Step up savings challenge: There are many ways to do this, but I prefer variations that don’t feel like a burden and that raise a little cash quickly, whether to create an emergency fund, as an alternative to a vacation spending account or bring in the cash needed to pay for a splurge.
For the short and quick version, set aside $1 per date per month. You can save a bundle on the 1st of the month, $2 on the second, and $15 on the 15thy and so on.
If you succeed, you’ll end the month with $465 in savings, even though you don’t set aside more than $30 at one time.
This exercise helps with budgeting, because it’s easy to save the first five days of the month – when the allotment is only $15 – but the struggle can be real when the numbers get bigger and you have to make $140 over the past five days.
The longer version of this challenge takes a year, starts with $1 per week, and adds a profit each week. You’ll save only $10 for the first 4 weeks, but you’ll save more than $200 in the last 4 weeks and your balance for a full year will be about $1,375.
Free fun challenge: Spending on entertainment is a guilty pleasure and indulgence for so many people that it is clearly on the “want” side of the ledger, even though it is often treated as a “need.” It’s also where a lot of people brag.
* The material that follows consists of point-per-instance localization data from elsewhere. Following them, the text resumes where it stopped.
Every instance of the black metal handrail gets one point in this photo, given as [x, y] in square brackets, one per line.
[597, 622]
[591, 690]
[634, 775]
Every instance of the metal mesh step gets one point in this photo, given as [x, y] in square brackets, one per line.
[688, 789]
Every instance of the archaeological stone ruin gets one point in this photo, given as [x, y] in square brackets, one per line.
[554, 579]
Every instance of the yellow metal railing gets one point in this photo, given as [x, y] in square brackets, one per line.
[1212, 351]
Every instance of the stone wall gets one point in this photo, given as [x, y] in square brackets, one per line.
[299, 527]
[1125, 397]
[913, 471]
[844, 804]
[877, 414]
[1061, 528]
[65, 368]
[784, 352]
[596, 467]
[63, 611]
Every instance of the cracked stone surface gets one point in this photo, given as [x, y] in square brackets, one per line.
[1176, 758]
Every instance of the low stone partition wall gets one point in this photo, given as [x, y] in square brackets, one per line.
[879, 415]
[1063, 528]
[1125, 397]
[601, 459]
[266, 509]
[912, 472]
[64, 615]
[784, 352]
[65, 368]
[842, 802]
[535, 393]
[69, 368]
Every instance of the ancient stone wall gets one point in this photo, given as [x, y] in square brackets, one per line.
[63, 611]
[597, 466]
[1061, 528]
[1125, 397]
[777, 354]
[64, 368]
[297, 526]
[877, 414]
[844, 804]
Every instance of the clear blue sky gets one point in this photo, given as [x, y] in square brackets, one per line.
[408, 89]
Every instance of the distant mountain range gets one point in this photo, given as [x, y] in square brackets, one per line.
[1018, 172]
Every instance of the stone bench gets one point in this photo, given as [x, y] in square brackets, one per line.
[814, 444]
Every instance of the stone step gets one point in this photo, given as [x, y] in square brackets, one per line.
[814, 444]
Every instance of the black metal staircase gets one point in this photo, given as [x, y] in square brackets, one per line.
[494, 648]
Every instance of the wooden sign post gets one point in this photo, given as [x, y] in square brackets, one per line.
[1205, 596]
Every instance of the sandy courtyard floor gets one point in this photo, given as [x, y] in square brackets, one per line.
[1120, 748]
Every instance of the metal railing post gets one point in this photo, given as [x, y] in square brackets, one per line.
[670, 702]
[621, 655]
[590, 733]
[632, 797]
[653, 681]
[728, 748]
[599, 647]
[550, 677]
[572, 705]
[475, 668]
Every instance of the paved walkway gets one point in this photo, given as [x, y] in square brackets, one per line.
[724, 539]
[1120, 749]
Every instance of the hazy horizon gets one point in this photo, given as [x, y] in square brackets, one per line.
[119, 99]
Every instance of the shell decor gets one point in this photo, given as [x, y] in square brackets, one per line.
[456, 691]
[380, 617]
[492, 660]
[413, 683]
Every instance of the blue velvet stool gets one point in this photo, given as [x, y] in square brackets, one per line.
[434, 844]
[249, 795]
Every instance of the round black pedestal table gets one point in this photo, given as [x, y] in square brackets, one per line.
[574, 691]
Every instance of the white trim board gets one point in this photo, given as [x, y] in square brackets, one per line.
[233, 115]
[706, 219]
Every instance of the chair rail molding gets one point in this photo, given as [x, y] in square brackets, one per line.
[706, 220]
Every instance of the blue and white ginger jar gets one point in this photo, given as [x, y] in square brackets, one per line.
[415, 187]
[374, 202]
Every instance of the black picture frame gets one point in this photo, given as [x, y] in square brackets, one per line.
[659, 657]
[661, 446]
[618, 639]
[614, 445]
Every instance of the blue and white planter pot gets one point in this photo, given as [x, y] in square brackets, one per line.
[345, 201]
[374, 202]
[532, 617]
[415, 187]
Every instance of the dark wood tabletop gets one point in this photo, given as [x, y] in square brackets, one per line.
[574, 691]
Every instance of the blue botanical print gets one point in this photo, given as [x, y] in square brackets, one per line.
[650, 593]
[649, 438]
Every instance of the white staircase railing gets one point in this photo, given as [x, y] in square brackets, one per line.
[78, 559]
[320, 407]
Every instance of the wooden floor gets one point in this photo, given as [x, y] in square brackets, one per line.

This is not a specialized “no-spend” challenge. This begins with the answer “What can I do for free for me?”
This doesn’t just mean going to the public library, it means seeing if the library has free passes to get you to the zoo, regional aquarium, historic site, or museum. It doesn’t just take a walk or a bike ride: spend a game night, have friends over for brunch or host a lucky dinner.
Use gift cards, pay cash in loyalty / reward points and get big savings with coupon deals. These things have real value, but Americans have billions of dollars worth of gift certificates and rewards they haven’t gotten back. You can make the most of these credits by cashing them in; Consider it “free entertainment” for the purposes of this challenge.
A free/low-cost biweekly entertainment weekend can help you splurge on the things you want most for the rest of the time.
The $5 Bill Challenge: There are many variations on this, but it boils down to saving every $5 bill you get. I’ve done this since 2020 and have saved nearly $1,325 since then.
Whether it’s “fun money” or the start of some savings goal, this adds up reasonably quickly, especially if you force yourself to pay cash on small dollar transactions.
Personally, I save everything for under $10, so I put aside fives, bachelors, and coins; The smaller money has reached another $1,075 since the start of 2020.
Spring cleaning challenge: There are many ways to do this, but my favorite is to go through your house and come up with one item each day for a month that you no longer want or need that you can try to sell. If you find a lot of extra items along the way — and if you get rid of things that don’t have any resale value — that’s all fine, but the idea is to keep things simple and manageable.
Surveys have shown that the average homeowner has somewhere north of $3,000 worth of items he doesn’t use but can easily sell. For those wondering if juice is worth the squeeze, here’s the challenge to discover.
Value through the pound challenge: This is a twist on spring cleaning, but great for organizing your home for the long haul.
One day, if you leave your current home and take your belongings to your next place, a cost-volume moving company will help you make the move. Once they get to the big, tricky items – moving a piano or a big sofa – they will eventually cost you the pound.
In this challenge, look at the things in your life – even the most organized people have a mess – and think about whether you would pay to move them; If his transfer wasn’t worth 50 cents on the dollar per pound, he could probably go now.
If there is value in selling those things now, do so. If the value comes from simply getting rid of the clutter, that’s a win too.